From someone who has face-planted on the thirties threshold and is now nervously eyeing 40 just over the horizon, here's the thing about being an adult: There are a lot of ways to go about it. Judging by Shred Savage, it seems the Pilgrims (rightly) believe one can be a grown-up and still cling to the nostalgic folly of youth. That's most overtly evidenced by the record's title — for those under 30, it's a nod to Fred Savage, the star of the classic late-1980s coming-of-age TV series "The Wonder Years." It's also teased by the cover art, which recalls Garbage Pail Kids stickers. But the theme emerges in other, more subtle ways, too.
On album opener "Weird," vocalist Chris Rosenquest recommends letting one's freak flag fly. "You can have my heart, you can shave my head / You can keep your beard, this is what she said," he sings in his typically ragged growl. Then comes the hook on repeat: "You should just be weird."

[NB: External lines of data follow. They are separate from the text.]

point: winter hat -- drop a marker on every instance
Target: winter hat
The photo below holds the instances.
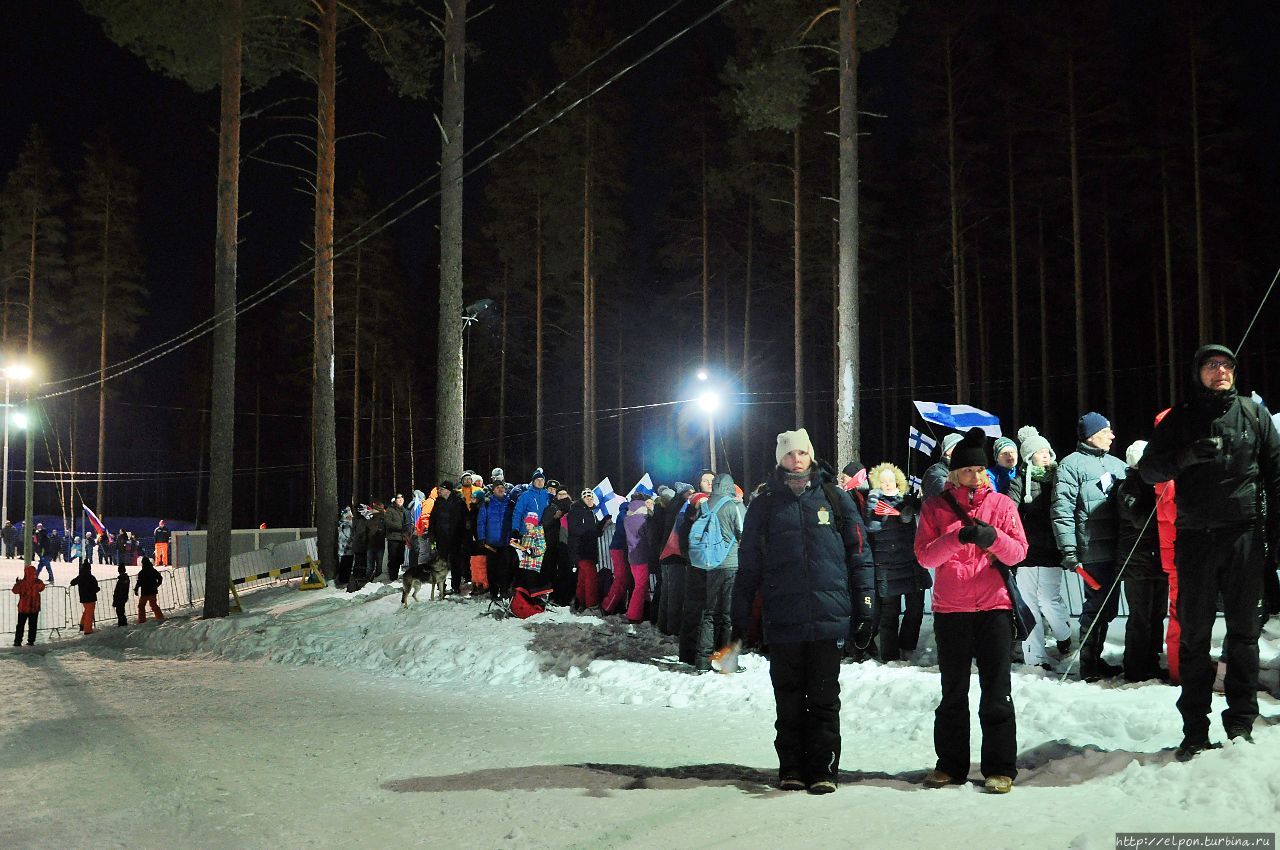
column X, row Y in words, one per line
column 1091, row 424
column 1205, row 352
column 791, row 441
column 1031, row 442
column 970, row 451
column 1133, row 453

Becoming comfortable in your own skin is one of the overlooked advantages of age and experience. That notion is a central tenet of the Pilgrim's latest, both thematically and sonically. The band has always existed in a stylistic limbo in which late-1970s rock, 1980s alt-rock and 1990s punk overlap. But here they blur those lines even further. "Cool. Dad" is something like a Big Star tune if covered by Squeeze but with Camper Van Beethoven's David Lowery fronting the band. Speaking of CVB, the calypso-tinged "The Man's Best Friend" could be an outtake from Telephone Free Landslide Victory.
"Smokes Too Much" takes Rivers Cuomo's middle-aged teenage angst and packages it in early 1980s power pop, à la Rick Springfield or the Cars. "Attitude City" is slackadaisical punk with a Tex-Mex kick. The album closes on "Wallet," which, amid a flurry of punchy riffs, suggests that the best way to combat financial woes is with "a big glass of wine." If that ain't grown-up, I don't know what is.